Juno
Als een zalige warme bries komt 'Juno' onze zalen binnenruisen, een heerlijke Amerikaanse indie die - in navolging van 'Little Miss Sunshine' vorig jaar - in de VS uitgroeide tot een fenomeen.
In Hollywood blíjven de marketeers zich het hoofd breken over het onwaarschijnlijke succes van deze voor een spotprijs gedraaide komedie - 'Juno' lijkt niet weg te slaan uit de toptien van de box office en als kers op de taart haalde hij vorige week vier belangrijke Oscarnominaties binnen - maar eigenlijk hoef je de verklaring niet ver te zoeken: iedereen kan zich wel in één van de prachtig uitgetekende hoofdpersonages herkennen.

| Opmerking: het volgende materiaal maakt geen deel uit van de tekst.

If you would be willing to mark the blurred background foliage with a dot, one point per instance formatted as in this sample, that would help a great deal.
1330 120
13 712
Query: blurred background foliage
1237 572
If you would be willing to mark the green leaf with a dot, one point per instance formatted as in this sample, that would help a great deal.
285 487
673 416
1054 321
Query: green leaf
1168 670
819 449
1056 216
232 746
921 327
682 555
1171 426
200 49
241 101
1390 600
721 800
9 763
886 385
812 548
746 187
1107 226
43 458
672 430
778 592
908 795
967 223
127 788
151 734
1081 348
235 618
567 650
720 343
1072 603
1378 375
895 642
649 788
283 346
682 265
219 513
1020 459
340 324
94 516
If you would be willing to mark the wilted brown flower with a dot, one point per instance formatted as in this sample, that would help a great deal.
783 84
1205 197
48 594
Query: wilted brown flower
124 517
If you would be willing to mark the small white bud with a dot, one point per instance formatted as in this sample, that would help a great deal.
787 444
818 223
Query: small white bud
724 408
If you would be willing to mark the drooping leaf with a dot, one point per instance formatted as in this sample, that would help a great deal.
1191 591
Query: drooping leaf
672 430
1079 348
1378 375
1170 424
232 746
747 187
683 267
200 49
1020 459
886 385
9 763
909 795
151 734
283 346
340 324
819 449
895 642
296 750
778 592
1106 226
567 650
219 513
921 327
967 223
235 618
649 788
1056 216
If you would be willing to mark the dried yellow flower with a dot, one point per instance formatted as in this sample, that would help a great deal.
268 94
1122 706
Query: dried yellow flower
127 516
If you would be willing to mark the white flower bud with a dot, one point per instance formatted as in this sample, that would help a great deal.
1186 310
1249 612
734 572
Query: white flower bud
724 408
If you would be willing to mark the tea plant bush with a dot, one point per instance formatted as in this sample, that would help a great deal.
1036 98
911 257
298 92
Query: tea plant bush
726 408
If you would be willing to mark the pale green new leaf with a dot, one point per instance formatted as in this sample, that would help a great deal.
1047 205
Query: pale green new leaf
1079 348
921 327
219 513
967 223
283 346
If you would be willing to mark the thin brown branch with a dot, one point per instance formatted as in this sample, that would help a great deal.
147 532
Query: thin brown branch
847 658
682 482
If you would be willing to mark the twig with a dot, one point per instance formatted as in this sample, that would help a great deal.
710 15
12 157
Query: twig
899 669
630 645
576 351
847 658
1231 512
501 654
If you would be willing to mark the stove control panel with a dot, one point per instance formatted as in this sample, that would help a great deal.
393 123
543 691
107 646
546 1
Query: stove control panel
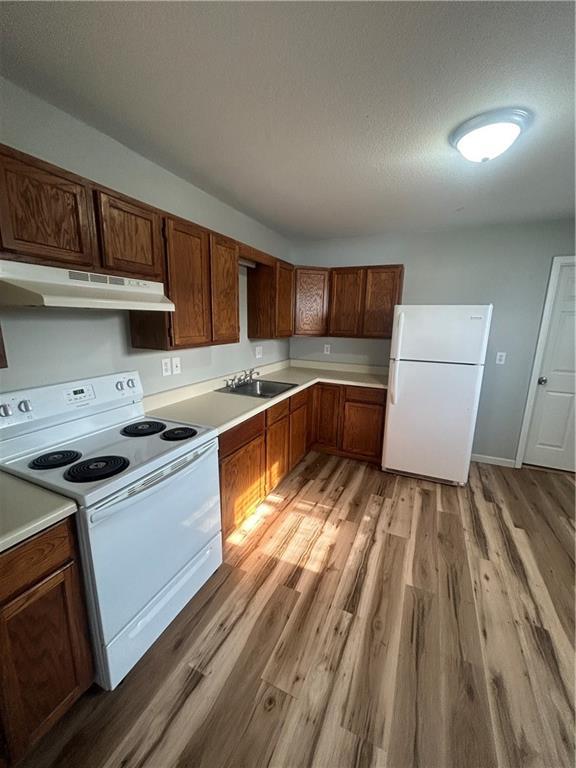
80 394
27 410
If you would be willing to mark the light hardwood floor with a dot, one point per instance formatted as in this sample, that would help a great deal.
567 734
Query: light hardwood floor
361 619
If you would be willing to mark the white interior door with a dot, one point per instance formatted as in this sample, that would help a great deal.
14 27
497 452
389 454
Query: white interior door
551 434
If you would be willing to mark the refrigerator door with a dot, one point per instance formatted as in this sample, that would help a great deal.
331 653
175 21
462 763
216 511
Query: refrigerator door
448 334
430 418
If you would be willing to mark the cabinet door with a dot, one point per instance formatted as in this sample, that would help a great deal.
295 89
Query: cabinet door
383 292
284 299
346 294
188 251
242 483
45 661
362 429
277 452
311 302
46 214
298 437
131 237
224 286
326 414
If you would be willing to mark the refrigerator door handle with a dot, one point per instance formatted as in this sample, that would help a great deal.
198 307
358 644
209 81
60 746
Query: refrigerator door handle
397 341
394 382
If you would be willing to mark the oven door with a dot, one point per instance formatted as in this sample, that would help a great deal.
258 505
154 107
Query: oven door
144 540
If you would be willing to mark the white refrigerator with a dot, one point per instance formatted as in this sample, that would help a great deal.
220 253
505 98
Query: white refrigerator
436 366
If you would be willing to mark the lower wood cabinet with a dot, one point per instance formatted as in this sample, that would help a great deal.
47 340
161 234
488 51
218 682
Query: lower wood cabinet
256 455
45 657
277 452
298 434
326 415
349 420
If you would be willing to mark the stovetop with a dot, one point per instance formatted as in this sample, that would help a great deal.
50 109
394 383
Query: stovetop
92 466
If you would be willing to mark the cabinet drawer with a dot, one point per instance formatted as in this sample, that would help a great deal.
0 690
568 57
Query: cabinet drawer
365 395
277 411
236 437
297 401
32 560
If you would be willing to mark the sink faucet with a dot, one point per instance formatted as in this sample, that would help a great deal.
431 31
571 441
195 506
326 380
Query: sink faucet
243 378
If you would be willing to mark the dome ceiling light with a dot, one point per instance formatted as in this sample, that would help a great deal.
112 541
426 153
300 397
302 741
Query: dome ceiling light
488 135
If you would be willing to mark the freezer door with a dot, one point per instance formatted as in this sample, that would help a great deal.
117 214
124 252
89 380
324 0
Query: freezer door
450 333
430 419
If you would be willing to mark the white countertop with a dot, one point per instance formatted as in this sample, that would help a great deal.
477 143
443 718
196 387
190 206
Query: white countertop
26 509
221 410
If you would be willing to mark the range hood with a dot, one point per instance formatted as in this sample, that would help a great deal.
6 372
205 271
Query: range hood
32 285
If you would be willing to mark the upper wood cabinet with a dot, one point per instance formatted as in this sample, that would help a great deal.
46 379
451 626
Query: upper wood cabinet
202 281
46 214
130 237
383 291
311 302
271 300
362 300
284 320
188 252
346 297
224 289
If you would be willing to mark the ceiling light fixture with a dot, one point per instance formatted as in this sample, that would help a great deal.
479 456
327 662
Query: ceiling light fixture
488 135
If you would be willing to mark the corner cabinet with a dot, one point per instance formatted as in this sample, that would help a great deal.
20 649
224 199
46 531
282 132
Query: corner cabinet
130 237
224 289
45 656
362 300
382 291
311 302
346 299
46 214
271 300
202 281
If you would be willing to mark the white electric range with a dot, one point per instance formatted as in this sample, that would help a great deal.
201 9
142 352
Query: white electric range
148 497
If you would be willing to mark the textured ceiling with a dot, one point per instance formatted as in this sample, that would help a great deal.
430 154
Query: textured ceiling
319 119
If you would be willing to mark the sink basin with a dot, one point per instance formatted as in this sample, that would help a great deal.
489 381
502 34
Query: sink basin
259 388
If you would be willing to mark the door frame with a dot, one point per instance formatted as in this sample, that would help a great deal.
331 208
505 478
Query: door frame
557 263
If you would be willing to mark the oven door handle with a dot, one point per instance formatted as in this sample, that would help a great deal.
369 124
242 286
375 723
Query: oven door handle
106 508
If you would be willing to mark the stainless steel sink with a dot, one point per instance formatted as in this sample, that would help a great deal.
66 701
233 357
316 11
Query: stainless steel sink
259 388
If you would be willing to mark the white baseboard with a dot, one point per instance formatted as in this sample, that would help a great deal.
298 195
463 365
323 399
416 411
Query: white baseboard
493 460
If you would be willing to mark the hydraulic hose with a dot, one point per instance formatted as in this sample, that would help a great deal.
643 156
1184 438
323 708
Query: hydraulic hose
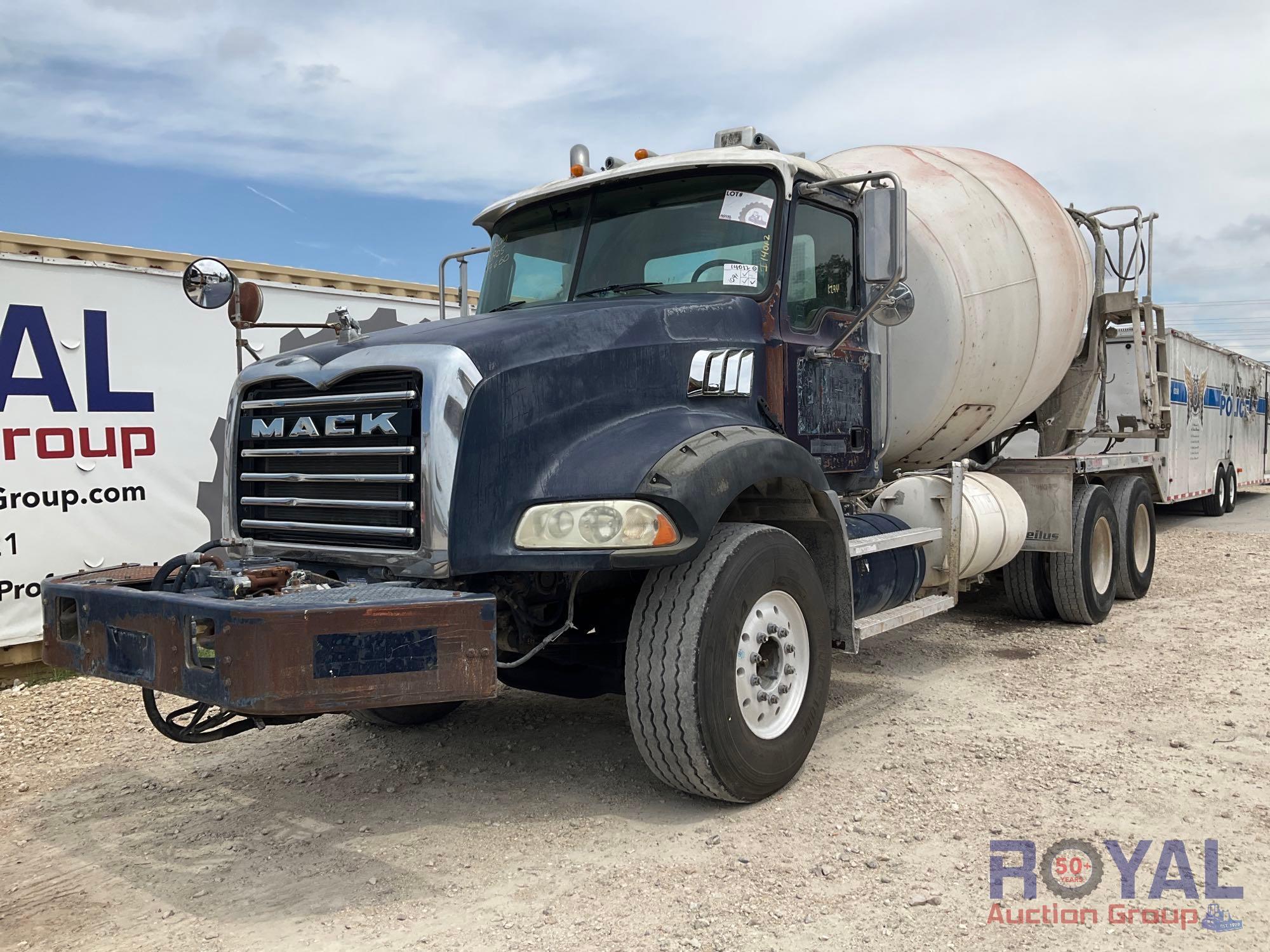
177 562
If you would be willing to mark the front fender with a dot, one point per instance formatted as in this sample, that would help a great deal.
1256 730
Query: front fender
700 478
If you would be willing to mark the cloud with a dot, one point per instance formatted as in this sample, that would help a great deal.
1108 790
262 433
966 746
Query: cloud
270 199
1104 103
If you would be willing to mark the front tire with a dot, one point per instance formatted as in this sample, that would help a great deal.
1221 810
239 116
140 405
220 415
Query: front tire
1028 591
1136 520
699 635
406 715
1084 581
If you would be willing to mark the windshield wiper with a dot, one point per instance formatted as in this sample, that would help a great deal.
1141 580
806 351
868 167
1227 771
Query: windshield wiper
636 286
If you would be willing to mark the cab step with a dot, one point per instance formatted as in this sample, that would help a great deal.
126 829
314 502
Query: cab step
868 545
902 615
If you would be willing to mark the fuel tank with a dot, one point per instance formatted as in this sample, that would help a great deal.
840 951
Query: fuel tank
1003 282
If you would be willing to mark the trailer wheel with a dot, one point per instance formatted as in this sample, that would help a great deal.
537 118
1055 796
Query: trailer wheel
728 666
1027 578
1215 505
1136 519
406 715
1084 581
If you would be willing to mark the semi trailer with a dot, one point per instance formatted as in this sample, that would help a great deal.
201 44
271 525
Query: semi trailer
719 414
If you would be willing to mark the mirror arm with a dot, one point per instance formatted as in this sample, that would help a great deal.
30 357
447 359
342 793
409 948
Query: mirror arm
462 257
815 188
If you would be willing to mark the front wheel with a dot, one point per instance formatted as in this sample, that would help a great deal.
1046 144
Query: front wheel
1084 581
728 666
1136 521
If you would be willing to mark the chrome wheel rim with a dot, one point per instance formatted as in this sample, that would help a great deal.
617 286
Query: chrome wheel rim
1100 555
773 664
1141 538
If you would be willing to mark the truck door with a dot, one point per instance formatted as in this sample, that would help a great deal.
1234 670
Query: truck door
829 403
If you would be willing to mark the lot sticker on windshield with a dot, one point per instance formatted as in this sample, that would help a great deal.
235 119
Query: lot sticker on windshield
747 208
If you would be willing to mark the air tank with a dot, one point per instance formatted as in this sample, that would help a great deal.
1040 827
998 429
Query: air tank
1003 282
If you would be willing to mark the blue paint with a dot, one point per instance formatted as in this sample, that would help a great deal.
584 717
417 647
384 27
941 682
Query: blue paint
130 656
375 653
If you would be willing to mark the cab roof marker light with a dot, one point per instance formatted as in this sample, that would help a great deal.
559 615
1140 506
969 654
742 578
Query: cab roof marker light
580 162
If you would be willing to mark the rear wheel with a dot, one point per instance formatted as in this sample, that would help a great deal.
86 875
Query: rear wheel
407 715
1136 521
1215 505
728 666
1084 581
1027 578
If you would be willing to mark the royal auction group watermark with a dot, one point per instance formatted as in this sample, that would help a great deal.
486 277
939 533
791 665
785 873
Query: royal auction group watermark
1073 870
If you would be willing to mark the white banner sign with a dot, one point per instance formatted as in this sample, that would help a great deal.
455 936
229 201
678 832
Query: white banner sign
114 390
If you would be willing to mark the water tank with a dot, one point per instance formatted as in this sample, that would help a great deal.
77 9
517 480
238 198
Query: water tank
1003 282
994 520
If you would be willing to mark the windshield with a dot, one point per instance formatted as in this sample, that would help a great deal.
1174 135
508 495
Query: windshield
703 234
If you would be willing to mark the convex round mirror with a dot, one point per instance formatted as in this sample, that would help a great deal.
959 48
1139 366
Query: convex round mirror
209 284
896 308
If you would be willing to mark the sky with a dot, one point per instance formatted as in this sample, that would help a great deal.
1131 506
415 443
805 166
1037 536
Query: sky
365 138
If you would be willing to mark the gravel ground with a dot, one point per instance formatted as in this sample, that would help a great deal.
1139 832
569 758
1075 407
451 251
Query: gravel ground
531 822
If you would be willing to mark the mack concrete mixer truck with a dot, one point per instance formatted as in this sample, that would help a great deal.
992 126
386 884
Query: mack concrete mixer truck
719 414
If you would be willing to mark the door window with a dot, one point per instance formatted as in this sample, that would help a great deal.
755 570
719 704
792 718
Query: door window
822 266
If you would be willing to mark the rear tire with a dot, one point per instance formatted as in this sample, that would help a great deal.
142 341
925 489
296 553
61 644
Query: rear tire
1136 520
1028 591
1084 581
688 668
404 717
1215 505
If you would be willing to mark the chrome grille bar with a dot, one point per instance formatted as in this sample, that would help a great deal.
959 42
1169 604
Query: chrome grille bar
328 399
396 531
327 477
394 505
333 451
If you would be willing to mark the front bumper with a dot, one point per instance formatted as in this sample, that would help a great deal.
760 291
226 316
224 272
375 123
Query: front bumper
321 652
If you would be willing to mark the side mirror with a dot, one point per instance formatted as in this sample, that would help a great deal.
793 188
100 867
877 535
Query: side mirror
209 284
883 233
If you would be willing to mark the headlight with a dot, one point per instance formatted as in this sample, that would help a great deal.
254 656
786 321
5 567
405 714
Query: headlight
606 524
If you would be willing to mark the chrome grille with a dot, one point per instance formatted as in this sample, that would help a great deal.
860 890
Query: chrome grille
359 491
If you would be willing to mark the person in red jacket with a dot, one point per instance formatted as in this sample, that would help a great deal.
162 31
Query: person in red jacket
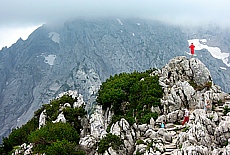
192 47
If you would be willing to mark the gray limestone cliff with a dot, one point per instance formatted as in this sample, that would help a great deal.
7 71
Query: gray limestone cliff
206 133
80 55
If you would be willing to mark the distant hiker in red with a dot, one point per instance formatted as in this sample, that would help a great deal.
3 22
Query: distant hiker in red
192 47
186 116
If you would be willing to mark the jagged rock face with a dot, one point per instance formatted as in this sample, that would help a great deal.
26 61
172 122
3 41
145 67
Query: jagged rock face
79 56
205 133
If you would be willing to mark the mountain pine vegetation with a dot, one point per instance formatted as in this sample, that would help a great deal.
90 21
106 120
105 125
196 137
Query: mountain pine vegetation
131 96
128 95
53 138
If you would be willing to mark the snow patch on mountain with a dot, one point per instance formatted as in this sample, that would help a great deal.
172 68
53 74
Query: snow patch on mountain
215 51
54 36
50 59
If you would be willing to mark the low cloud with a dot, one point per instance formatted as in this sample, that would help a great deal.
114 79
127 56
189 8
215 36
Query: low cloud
173 11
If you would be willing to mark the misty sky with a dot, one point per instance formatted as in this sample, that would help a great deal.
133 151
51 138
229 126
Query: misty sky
18 18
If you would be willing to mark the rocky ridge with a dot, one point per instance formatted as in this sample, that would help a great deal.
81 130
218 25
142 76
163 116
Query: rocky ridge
206 132
81 54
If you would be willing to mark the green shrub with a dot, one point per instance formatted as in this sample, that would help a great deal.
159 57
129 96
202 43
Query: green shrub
109 141
226 110
50 133
19 136
139 92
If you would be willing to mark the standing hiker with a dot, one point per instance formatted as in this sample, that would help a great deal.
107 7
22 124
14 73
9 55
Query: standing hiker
186 116
192 48
206 105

Vrouwen met een onvervulde kinderwens zullen meevoelen met de wanhopige Vanessa (Jennifer Garner), de melancholische dertigers onder ons mogen verbroederen met de in horror-dvd's en rockmuziek troost zoekende Mark (Jason Bateman), en we duimen allemáál voor de brutaalgebekte zestienjarige zwangere scholiere Juno (Ellen Page), die eerst met een gele hamburgerfoon naar een abortuskliniek belt ('It's for a hasty abortion') maar uiteindelijk beslist om haar baby af te staan voor adoptie.
En dit juweeltje beschikt nog over een hoop andere troeven: het frisse, met knisperende dialogen gekruide scenario van ex-stripper Diablo Cody ontwijkt prachtig de clichés van de doorsnee tienerkomedie en raakt onverwachts ultragevoelige zenuwknopen, Jason Reitman staat opnieuw te regisseren in zijn licht-sarcastische 'Thank You For Smoking'-modus, en Ellen Page is een schatje. En laat ons eerlijk wezen: een film met Mott the Hoople op de soundtrack kan nooit helemáál slecht zijn.